Besonders sticht dabei ein in seiner Art einzigartiges Fasslager hervor. Es ist „das größte in Österreich oder vielleicht sogar in Mitteleuropa“, wie Gölles, trotz aller Erfolge stets bodenständig geblieben, nicht ohne Stolz betont. Das Lager ist gewissermaßen die Schatzkammer des Betriebes, dessen Wurzeln drei Generationen zurückreichen und das Ende der 1950er Jahre von Alois Gölles senior auf Obstbau getrimmt wurde. 

Der Tagesausflug nach Graz

„Das Leben in den 1960er-Jahren in dieser Region war alles andere als einfach. Der eiserne Vorhang war nahe, die Wachstumsregionen im Donauraum und im Westen Österreichs weit entfernt. Eine Reise nach Graz, der Landeshauptstadt, erforderte einen ganzen Tag“, skizzierte Paierl. Doch diese Zeit habe „auch einen entscheidenden Katalysator für die positive Entwicklung der Region und der Lebenswege ihrer Jugend“ bereitgehalten: Und zwar Bildung.

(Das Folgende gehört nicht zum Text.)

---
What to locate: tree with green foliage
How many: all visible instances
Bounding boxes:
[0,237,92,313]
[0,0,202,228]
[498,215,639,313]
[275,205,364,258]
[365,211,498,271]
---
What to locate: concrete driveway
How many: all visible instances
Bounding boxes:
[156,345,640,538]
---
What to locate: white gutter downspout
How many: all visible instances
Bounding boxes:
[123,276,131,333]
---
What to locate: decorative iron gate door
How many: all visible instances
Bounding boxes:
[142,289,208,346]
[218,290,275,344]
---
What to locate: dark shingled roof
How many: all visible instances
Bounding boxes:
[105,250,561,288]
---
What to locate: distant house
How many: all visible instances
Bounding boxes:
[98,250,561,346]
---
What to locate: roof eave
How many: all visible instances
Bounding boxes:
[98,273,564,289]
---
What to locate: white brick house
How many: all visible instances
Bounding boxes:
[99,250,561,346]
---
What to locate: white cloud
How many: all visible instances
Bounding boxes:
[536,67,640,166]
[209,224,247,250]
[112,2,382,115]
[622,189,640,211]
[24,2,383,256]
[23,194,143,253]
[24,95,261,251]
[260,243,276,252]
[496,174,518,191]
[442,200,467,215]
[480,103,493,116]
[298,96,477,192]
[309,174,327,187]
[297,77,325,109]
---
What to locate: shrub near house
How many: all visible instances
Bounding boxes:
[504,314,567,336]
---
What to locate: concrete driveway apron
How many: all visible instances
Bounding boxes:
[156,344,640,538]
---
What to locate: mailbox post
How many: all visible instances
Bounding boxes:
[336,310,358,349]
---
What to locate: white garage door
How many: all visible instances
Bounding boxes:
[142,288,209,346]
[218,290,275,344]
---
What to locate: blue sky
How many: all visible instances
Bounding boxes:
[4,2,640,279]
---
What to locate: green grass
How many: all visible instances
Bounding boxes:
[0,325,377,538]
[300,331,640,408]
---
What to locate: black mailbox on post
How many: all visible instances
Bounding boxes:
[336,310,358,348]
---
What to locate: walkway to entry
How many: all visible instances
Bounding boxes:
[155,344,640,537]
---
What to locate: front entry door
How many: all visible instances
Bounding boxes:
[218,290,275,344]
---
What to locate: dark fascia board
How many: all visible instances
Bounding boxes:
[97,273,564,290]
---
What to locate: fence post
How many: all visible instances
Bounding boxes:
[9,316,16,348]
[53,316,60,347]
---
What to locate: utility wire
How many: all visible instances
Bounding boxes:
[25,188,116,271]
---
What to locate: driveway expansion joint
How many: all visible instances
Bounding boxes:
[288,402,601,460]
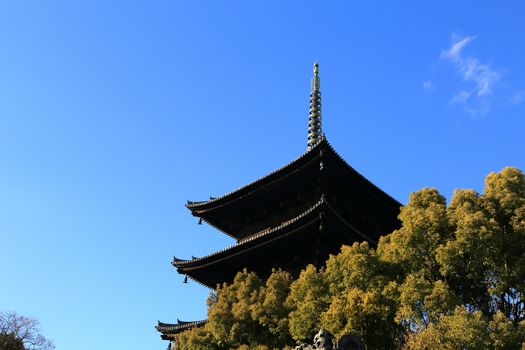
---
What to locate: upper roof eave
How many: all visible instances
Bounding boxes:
[186,137,328,211]
[155,320,207,335]
[186,135,402,213]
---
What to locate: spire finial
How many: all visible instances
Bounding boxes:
[308,62,323,150]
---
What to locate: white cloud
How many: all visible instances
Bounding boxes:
[441,34,502,114]
[441,34,476,60]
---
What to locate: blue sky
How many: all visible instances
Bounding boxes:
[0,0,525,350]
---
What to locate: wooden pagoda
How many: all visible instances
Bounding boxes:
[157,64,401,340]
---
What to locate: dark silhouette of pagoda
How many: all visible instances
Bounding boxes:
[156,63,401,340]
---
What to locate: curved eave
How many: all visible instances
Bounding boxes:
[186,138,327,213]
[186,136,402,213]
[172,197,326,269]
[172,196,370,274]
[155,320,207,336]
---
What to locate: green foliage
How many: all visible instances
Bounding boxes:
[173,168,525,350]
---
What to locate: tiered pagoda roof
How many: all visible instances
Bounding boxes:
[176,138,401,288]
[156,64,401,340]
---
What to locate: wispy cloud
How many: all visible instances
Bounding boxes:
[441,34,502,114]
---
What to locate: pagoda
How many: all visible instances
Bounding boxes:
[156,63,401,341]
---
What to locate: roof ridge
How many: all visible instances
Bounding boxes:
[186,135,328,209]
[172,196,326,266]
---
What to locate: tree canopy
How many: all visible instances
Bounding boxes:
[175,167,525,350]
[0,312,55,350]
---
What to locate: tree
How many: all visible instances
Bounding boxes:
[0,312,55,350]
[177,167,525,350]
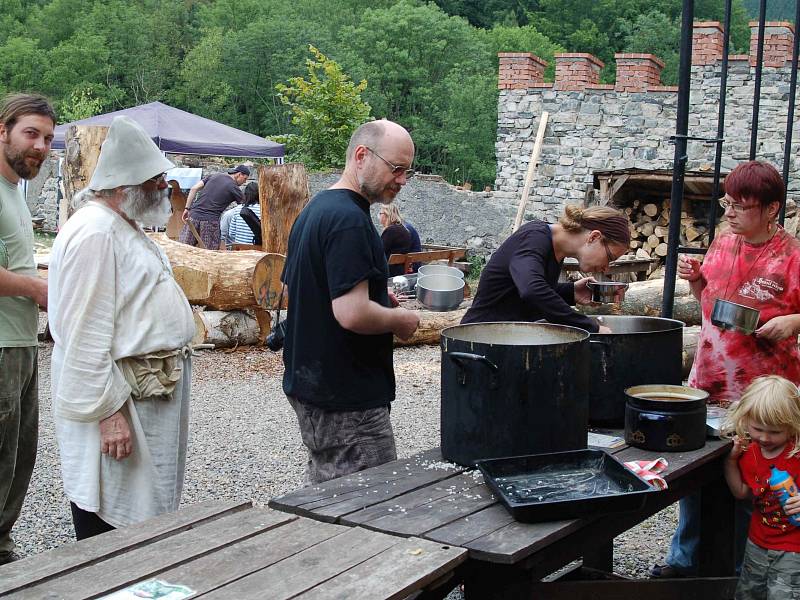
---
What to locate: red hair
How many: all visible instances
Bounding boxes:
[725,160,785,207]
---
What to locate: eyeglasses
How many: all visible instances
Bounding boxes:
[365,146,415,179]
[600,238,614,264]
[719,196,758,214]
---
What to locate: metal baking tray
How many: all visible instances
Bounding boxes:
[477,450,656,523]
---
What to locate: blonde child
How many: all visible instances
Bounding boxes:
[725,375,800,600]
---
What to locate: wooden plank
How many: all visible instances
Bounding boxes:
[298,538,467,600]
[143,517,349,594]
[196,527,399,600]
[342,473,496,536]
[269,448,464,522]
[425,502,515,546]
[511,111,550,233]
[0,500,253,595]
[519,577,738,600]
[9,508,297,600]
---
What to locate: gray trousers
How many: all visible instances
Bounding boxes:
[0,346,39,553]
[289,396,397,485]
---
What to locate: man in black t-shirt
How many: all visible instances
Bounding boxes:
[281,121,419,483]
[178,165,250,250]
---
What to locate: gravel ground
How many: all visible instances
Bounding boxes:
[14,343,677,598]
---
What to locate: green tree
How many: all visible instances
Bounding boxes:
[276,46,370,169]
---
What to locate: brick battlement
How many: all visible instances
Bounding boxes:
[498,21,794,92]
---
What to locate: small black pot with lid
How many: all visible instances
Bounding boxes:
[625,384,708,452]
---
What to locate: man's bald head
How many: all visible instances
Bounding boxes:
[346,119,414,162]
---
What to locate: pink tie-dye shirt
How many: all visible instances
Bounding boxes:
[689,228,800,406]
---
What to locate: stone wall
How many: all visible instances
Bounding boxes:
[494,22,800,222]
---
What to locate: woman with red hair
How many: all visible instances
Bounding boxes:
[651,160,800,577]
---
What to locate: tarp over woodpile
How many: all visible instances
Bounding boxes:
[53,102,284,158]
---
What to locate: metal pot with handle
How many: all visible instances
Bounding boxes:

Aus seiner eigenen Lebensgeschichte, so Paierl, wisse er, „wie viel Zuversicht und Verzicht es den Familien damals im ‚Armenhaus Österreichs‘ abverlangt hat, den  – in unserem Fall – Sohn in eine weiterbildende oder höhere Schule zu schicken – dies war eigentlich nur den Städtern zugedacht – die Kinder vom Land sollten als Arbeitskräfte am Hof bleiben“, so Paierl, der mit dem augenzwinkernden Hinweis, „unsere erste Fremdsprache in der Volksschule war übrigens Deutsch“, die Lacher auf seiner Seite hatte. „Gott sei Dank gab es vorausblickende Familien wie die des zu Lobenden – er wurde nämlich nach Klosterneuburg in die Höhere Bundeslehr – und Versuchsanstalt für Wein und Obstbau geschickt – dem Mekka der modernen Wein-und Obstbautechnologie.“

Daraus schöpfte Alois Gölles „junior“ viel – er hob den Familienbetrieb auf die nächste Stufe, indem er 1979 aus einer Liebhaberei heraus die ersten Edelbrände destillierte und 1984 mit dem Apfel-Balsamessig eine Weltneuheit schuf, da Balsamessig bis dahin nur aus Trauben erzeugt wurde. Der Erfolg stellte sich über Nacht ein, der Essig ließ die Fachwelt staunen, Preise wurden abgeräumt und einige Jahre später kopierte der Mitbewerb das Original.

© Aufreiter Georg

Und Gölles baute weiter beharrlich auf, was sich heute „Manufaktur für edlen Brand und feinen Essig“ nennt. In der Zwischenzeit füllen 20 Edelbrände und 19 Essigsorten das Portfolio, das 40-jährige Jubiläum des Apfelbalsamessigs feierte die Familie im vergangenen April im Steirereck am Pogusch. Gölles‘ erster Wurf war sein größter. „Der Apfelbalsamessig ist unser Flaggschiff“, betont er.

150.000 Liter pro Jahr

Der 1999 erbaute Keller beherbergt 1400 Barriques allein für den Essig, die Produktion kommt auf 150.000 Liter im Jahr. „Wir produzieren mehr als wir verkaufen, daher können wir die Produkte reifen lassen“, setzt Gölles einmal mehr auf den Faktor Zeit – und kompromisslos auf Qualität. Vom allerersten Balsamessig, Jahrgang 1984, existieren noch eine Handvoll Flaschen, „die wir nur zu besonderen Anlässen hervorholen, zum Beispiel, wenn meine Frau Herta Geburtstag hat“.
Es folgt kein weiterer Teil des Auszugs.